A prece do cristão, do espírita, seja qual for o seu culto,
deve ele dizê-la logo que o Espírito haja retomado o jugo da
carne; deve elevar-se aos pés da Majestade Divina com
humildade, com profundeza, num ímpeto de reconhecimento por
todos os benefícios recebidos até àquele dia; pela noite
transcorrida e durante a qual lhe foi permitido, ainda que sem
consciência disso, ir ter com os seus amigos, com os seus
guias, para haurir, no contacto com eles, mais força e
perseverança. Deve ela subir humilde aos pés do Senhor, para
lhe recomendar a vossa fraqueza, para lhe suplicar amparo,
indulgência e misericórdia.
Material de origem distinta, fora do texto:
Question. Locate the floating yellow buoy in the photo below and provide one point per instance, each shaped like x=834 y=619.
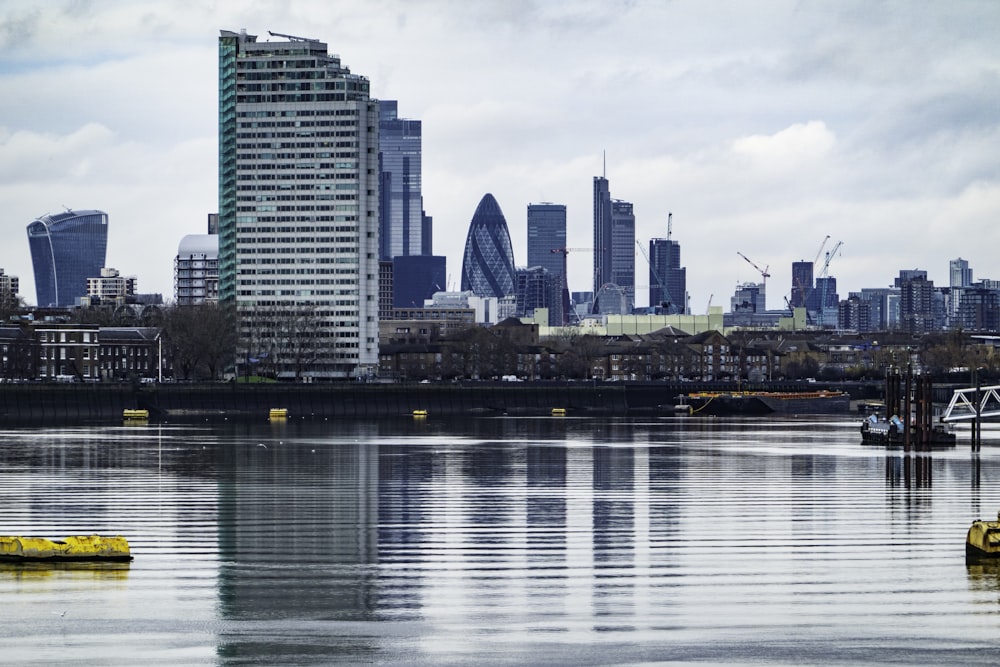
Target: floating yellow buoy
x=983 y=540
x=76 y=547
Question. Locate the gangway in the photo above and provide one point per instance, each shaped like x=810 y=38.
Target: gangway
x=962 y=406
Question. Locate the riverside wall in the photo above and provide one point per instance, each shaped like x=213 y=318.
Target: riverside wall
x=39 y=402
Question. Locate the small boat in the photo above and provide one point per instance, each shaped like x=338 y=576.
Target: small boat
x=73 y=548
x=983 y=541
x=769 y=402
x=875 y=431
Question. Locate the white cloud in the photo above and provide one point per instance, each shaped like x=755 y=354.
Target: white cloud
x=761 y=131
x=790 y=148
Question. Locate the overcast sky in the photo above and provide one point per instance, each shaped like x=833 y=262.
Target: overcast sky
x=762 y=126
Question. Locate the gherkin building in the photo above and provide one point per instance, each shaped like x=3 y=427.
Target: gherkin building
x=488 y=263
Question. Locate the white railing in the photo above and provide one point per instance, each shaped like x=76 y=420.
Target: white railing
x=963 y=404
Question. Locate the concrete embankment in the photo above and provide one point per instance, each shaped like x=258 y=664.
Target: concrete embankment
x=37 y=402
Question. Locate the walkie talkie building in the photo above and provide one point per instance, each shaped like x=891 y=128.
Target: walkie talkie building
x=66 y=249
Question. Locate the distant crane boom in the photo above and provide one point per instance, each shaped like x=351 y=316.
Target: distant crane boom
x=820 y=251
x=829 y=256
x=763 y=272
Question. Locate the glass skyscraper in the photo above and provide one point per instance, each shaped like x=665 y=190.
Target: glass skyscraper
x=488 y=262
x=667 y=278
x=623 y=250
x=66 y=250
x=602 y=233
x=298 y=207
x=547 y=249
x=403 y=227
x=546 y=232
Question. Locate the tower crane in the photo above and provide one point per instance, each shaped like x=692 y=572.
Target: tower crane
x=820 y=251
x=823 y=274
x=565 y=286
x=764 y=275
x=829 y=256
x=656 y=276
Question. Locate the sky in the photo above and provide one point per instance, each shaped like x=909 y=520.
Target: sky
x=764 y=127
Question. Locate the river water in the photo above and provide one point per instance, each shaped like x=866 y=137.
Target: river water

Deve ser profunda, porquanto é a
vossa alma que tem de elevar-se para o Criador, de
transfigurar-se, como Jesus no Tabor, a fim de lá chegar nívea
e radiosa de esperança e de amor.
A vossa prece deve conter o pedido das graças de que
necessitais, mas de que necessitais em realidade. Inútil,
portanto, pedir ao Senhor que vos abrevie as provas, que vos
dê alegrias e riquezas. Rogai-lhe que vos conceda os bens mais
preciosos da paciência, da resignação e da fé. Não digais,
como o fazem muitos: “Não vale a pena orar, porquanto Deus não
me atende”. Que é o que, na maioria dos casos, pedis a Deus?
Já vos tendes lembrado de pedir-lhe a vossa melhoria moral?
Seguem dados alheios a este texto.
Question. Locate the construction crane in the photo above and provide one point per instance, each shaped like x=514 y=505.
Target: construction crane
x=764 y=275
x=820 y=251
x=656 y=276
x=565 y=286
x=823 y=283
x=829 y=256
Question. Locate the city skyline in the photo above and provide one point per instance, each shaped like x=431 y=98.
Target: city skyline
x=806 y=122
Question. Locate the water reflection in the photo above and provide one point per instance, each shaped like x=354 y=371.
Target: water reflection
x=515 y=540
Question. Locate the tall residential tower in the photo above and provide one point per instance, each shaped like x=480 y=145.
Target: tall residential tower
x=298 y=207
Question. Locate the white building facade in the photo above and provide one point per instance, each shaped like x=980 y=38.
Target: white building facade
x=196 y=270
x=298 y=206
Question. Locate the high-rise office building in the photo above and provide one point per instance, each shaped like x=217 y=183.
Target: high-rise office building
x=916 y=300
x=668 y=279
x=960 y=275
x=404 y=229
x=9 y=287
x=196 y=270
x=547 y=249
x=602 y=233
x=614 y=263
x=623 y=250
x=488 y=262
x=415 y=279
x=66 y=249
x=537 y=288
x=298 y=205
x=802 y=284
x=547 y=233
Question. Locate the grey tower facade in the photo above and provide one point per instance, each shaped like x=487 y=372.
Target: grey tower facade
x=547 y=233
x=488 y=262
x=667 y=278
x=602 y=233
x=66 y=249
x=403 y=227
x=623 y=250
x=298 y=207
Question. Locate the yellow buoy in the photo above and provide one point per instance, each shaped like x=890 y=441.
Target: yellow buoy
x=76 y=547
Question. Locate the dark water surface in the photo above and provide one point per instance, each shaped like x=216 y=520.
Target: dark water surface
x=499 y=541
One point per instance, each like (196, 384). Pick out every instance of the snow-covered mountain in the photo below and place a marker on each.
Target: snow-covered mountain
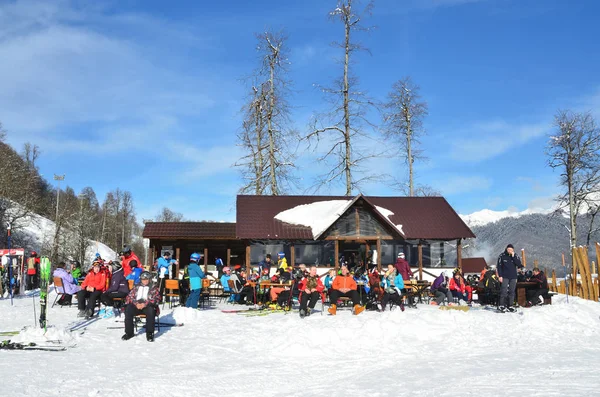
(39, 232)
(486, 216)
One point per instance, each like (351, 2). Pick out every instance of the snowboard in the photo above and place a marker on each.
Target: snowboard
(45, 268)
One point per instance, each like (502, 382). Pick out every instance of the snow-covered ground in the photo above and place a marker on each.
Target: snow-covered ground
(545, 351)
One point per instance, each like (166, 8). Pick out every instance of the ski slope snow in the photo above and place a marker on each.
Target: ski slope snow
(546, 351)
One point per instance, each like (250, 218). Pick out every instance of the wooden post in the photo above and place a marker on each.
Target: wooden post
(205, 260)
(177, 254)
(337, 255)
(420, 249)
(379, 255)
(459, 253)
(248, 258)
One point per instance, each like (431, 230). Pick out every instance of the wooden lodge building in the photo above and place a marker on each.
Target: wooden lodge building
(320, 230)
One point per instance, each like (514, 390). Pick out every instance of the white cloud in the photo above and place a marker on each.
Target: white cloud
(456, 184)
(483, 141)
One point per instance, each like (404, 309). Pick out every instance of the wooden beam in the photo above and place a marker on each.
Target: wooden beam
(360, 238)
(337, 255)
(459, 253)
(248, 258)
(420, 249)
(177, 254)
(379, 255)
(205, 260)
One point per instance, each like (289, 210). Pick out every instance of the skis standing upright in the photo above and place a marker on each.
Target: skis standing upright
(45, 267)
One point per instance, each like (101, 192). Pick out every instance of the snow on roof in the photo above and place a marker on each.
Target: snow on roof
(318, 216)
(387, 213)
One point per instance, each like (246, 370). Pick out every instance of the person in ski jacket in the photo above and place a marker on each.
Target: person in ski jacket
(129, 260)
(508, 263)
(311, 288)
(91, 289)
(457, 287)
(403, 267)
(439, 288)
(118, 287)
(33, 270)
(265, 264)
(533, 294)
(344, 286)
(144, 298)
(196, 275)
(392, 284)
(69, 287)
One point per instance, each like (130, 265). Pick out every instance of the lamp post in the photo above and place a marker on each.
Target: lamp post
(57, 178)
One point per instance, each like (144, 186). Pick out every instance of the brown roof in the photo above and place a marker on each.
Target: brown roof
(473, 265)
(420, 217)
(189, 230)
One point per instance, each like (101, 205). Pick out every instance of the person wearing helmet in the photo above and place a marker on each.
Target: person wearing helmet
(196, 275)
(118, 288)
(281, 261)
(144, 298)
(129, 260)
(265, 264)
(439, 288)
(33, 269)
(533, 294)
(69, 287)
(92, 287)
(164, 263)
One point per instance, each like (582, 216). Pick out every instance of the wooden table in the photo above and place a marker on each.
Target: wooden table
(522, 288)
(418, 288)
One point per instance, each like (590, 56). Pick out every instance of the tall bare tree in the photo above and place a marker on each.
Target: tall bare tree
(403, 123)
(265, 132)
(575, 151)
(342, 127)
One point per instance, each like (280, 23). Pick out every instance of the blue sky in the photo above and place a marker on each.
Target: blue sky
(145, 95)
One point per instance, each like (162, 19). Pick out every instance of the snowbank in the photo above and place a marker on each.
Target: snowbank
(318, 216)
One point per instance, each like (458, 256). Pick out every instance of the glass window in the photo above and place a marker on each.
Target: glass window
(315, 253)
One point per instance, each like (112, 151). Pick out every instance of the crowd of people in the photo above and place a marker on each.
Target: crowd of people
(124, 284)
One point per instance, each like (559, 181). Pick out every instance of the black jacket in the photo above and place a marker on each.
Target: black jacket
(507, 265)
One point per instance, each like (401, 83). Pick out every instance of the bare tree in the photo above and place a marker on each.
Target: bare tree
(343, 124)
(403, 123)
(168, 215)
(575, 151)
(267, 165)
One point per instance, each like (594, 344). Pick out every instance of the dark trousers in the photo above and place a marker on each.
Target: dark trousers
(533, 295)
(507, 291)
(337, 294)
(313, 297)
(131, 311)
(459, 295)
(391, 297)
(247, 294)
(92, 298)
(32, 282)
(108, 297)
(65, 299)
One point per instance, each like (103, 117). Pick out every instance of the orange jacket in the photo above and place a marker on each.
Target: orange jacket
(96, 280)
(344, 282)
(453, 286)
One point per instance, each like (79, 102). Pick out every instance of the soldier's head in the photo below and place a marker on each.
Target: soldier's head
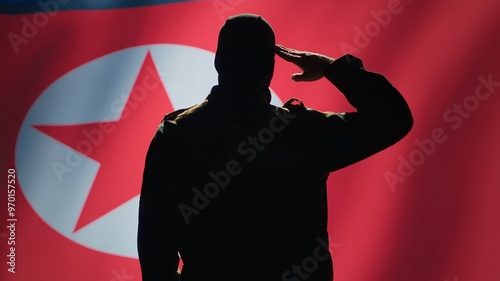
(245, 51)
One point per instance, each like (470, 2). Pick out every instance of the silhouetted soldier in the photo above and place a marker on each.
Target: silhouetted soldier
(237, 186)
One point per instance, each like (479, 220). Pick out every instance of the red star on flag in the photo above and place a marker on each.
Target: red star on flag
(119, 146)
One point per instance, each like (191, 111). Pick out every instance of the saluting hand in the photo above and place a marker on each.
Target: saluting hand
(313, 65)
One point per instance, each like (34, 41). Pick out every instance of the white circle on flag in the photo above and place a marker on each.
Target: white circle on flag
(85, 95)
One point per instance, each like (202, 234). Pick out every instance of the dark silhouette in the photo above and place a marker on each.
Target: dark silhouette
(237, 186)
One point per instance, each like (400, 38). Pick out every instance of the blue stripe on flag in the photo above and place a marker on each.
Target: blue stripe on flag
(30, 6)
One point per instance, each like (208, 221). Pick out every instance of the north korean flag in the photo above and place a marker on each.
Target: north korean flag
(84, 85)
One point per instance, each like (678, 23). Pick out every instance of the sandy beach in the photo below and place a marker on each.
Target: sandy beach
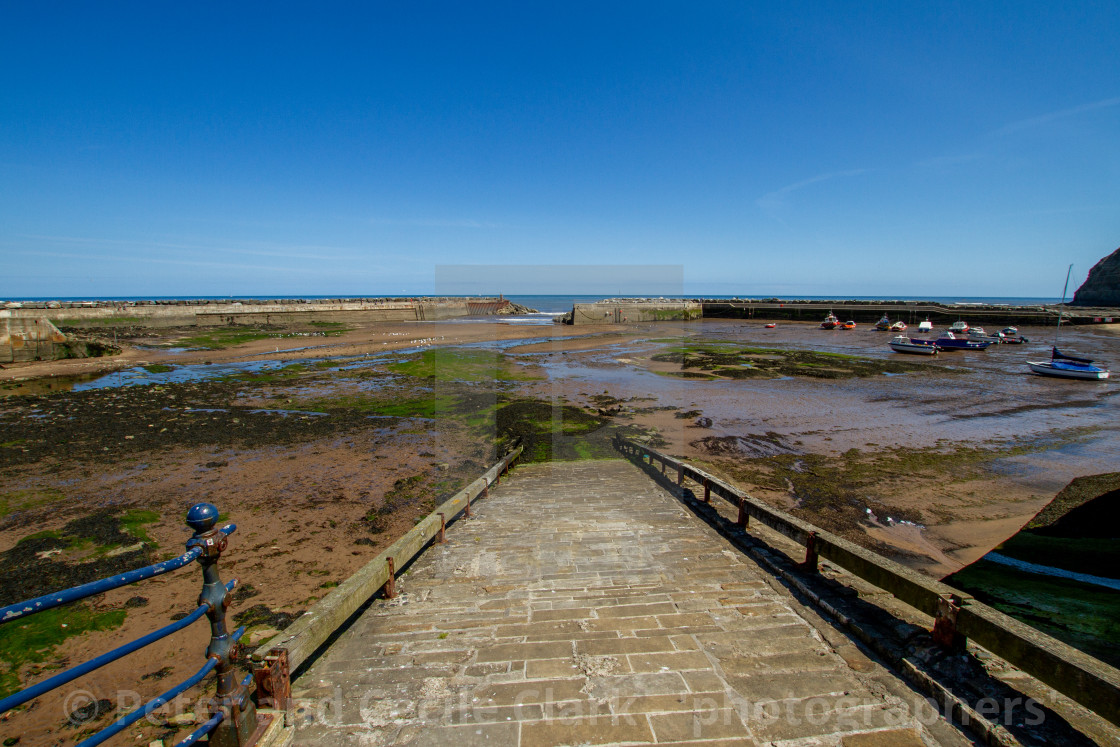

Oh! não; bem poucas vezes o tendes feito. O que
preferentemente vos lembrais de pedir é o bom êxito para os
vossos empreendimentos terrenos e haveis com frequência
exclamado: “Deus não se ocupa conosco; se se ocupasse, não se
verificariam tantas injustiças”. Insensatos! Ingratos! Se
descêsseis ao fundo da vossa consciência, quase sempre
depararíeis, em vós mesmos, com o ponto de partida dos males
de que vos queixais. Pedi, pois, antes de tudo, que vos
possais melhorar e vereis que torrente de graças e de
consolações se derramará sobre vós. (Cap. V, no 4.)
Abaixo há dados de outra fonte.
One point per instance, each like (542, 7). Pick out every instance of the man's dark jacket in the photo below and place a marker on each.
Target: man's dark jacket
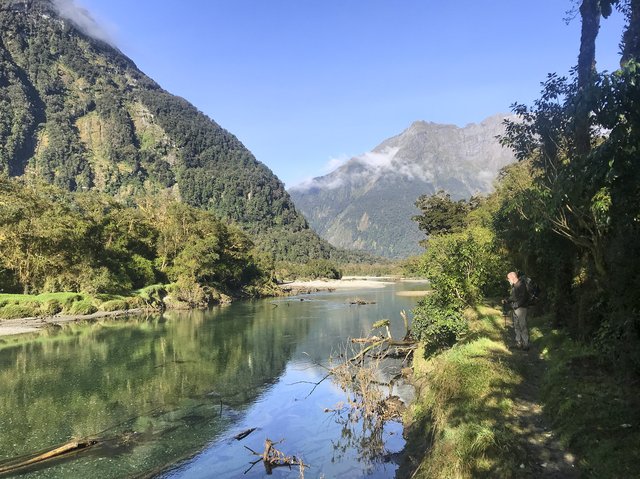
(519, 296)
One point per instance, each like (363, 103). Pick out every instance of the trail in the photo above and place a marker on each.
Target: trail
(542, 454)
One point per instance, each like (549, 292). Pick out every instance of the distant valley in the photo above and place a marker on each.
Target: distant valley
(368, 202)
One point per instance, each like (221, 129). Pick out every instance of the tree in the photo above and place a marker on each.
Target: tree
(440, 214)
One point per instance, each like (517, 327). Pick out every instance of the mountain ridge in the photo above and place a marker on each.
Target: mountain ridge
(78, 113)
(352, 206)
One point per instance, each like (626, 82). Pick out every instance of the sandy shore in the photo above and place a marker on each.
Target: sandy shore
(10, 327)
(335, 284)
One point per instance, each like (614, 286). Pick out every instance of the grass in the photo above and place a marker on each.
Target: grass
(462, 403)
(593, 405)
(50, 304)
(463, 423)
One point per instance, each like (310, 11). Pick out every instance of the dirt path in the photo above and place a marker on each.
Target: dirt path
(543, 455)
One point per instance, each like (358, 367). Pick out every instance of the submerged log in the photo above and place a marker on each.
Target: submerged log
(273, 458)
(67, 448)
(244, 434)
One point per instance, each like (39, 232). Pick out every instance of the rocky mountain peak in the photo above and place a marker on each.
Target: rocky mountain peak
(383, 184)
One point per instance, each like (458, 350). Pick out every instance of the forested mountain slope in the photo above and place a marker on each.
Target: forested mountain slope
(368, 202)
(78, 113)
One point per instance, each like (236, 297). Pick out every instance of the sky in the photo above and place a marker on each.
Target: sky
(308, 84)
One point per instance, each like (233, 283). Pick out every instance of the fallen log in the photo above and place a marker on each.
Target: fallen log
(244, 434)
(273, 458)
(67, 448)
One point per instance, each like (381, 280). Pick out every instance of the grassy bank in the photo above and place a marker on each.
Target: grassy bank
(76, 304)
(593, 405)
(479, 409)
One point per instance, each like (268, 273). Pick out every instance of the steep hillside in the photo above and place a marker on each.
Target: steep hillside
(78, 113)
(368, 202)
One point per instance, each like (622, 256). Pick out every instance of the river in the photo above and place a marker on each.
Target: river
(165, 395)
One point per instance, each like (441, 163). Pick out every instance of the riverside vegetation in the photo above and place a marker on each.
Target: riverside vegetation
(567, 213)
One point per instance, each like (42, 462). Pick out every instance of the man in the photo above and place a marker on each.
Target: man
(518, 301)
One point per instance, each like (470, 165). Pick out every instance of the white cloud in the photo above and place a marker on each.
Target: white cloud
(335, 163)
(81, 17)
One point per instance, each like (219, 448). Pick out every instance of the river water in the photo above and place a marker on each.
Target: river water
(165, 395)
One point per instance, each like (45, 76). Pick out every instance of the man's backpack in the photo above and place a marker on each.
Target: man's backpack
(533, 291)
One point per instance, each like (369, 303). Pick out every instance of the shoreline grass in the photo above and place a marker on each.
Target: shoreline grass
(464, 423)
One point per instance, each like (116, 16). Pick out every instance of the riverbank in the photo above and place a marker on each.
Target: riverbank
(484, 409)
(10, 327)
(346, 283)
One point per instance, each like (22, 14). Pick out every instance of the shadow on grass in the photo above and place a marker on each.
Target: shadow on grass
(479, 411)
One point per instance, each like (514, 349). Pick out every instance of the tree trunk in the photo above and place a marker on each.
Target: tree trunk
(590, 14)
(631, 36)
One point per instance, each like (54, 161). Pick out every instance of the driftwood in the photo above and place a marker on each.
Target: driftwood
(244, 434)
(273, 458)
(359, 301)
(67, 448)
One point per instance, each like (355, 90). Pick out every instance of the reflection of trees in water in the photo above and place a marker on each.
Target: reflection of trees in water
(176, 380)
(363, 435)
(367, 407)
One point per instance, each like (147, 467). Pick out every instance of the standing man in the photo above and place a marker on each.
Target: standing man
(518, 300)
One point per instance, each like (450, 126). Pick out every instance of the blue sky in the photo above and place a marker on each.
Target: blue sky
(307, 84)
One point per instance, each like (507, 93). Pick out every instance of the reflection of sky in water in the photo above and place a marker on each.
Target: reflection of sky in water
(190, 381)
(285, 412)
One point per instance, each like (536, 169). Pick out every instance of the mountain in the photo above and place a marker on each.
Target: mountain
(367, 203)
(78, 113)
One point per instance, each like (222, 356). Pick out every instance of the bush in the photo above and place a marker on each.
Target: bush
(114, 305)
(23, 310)
(51, 307)
(141, 271)
(152, 295)
(70, 301)
(82, 307)
(438, 326)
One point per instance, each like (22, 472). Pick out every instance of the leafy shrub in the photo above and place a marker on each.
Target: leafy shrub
(141, 271)
(23, 310)
(114, 305)
(152, 295)
(70, 301)
(51, 307)
(438, 326)
(190, 293)
(82, 307)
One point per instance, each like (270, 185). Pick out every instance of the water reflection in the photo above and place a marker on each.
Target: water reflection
(155, 391)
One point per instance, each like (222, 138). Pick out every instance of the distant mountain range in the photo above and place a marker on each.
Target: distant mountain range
(79, 114)
(367, 203)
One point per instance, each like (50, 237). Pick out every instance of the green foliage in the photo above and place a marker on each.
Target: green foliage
(51, 307)
(20, 310)
(592, 404)
(464, 408)
(438, 326)
(82, 307)
(569, 223)
(79, 115)
(53, 240)
(114, 305)
(440, 214)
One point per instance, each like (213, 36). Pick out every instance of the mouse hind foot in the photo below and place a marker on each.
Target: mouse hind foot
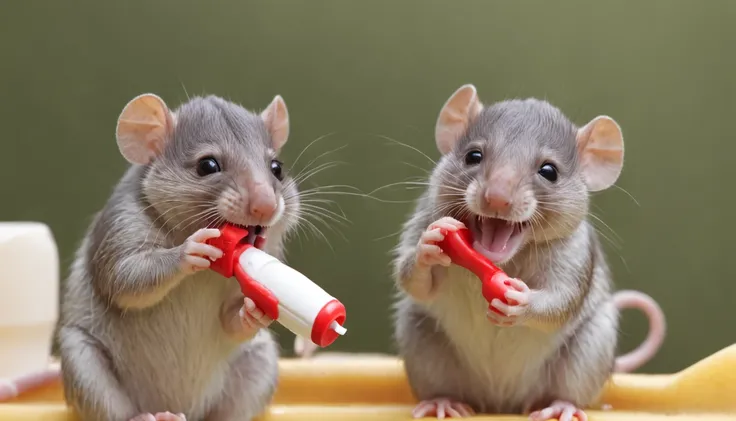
(161, 416)
(442, 408)
(559, 410)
Deveis orar incessantemente, sem que, para isso, se faça
mister vos recolhais ao vosso oratório, ou vos lanceis de
joelhos nas praças públicas. A prece do dia é o cumprimento
dos vossos deveres, sem exceção de nenhum, qualquer que seja a
natureza deles. Não é ato de amor a Deus assistirdes os vossos
irmãos numa necessidade, moral ou física? Não é ato de
reconhecimento o elevardes a ele o vosso pensamento, quando
uma felicidade vos advém, quando evitais um acidente, quando
mesmo uma simples contrariedade apenas vos roça a alma, desde
que vos não esqueçais de exclamar: Sede bendito, meu Pai?! Não
é ato de contrição o vos humilhardes diante do supremo Juiz,
quando sentis que falistes, ainda que somente por um
pensamento fugaz, para lhe dizerdes: Perdoai-me, meu Deus,
pois pequei (por orgulho, por egoísmo, ou por falta de
caridade); dai-me forças para não falir de novo e coragem para
a reparação da minha falta?!
Isso independe das preces regulares da manhã e da noite e dos
dias consagrados.
Como o vedes, a prece pode ser de todos os instantes, sem
nenhuma interrupção acarretar aos vossos trabalhos. Dita
assim, ela, ao contrário, os santifica. Tende como certo que
um só desses pensamentos, se partir do coração, é mais ouvido
pelo vosso Pai celestial do que as longas orações ditas por
hábito, muitas vezes sem causa determinante e às quais apenas
maquinalmente vos chama a hora convencional.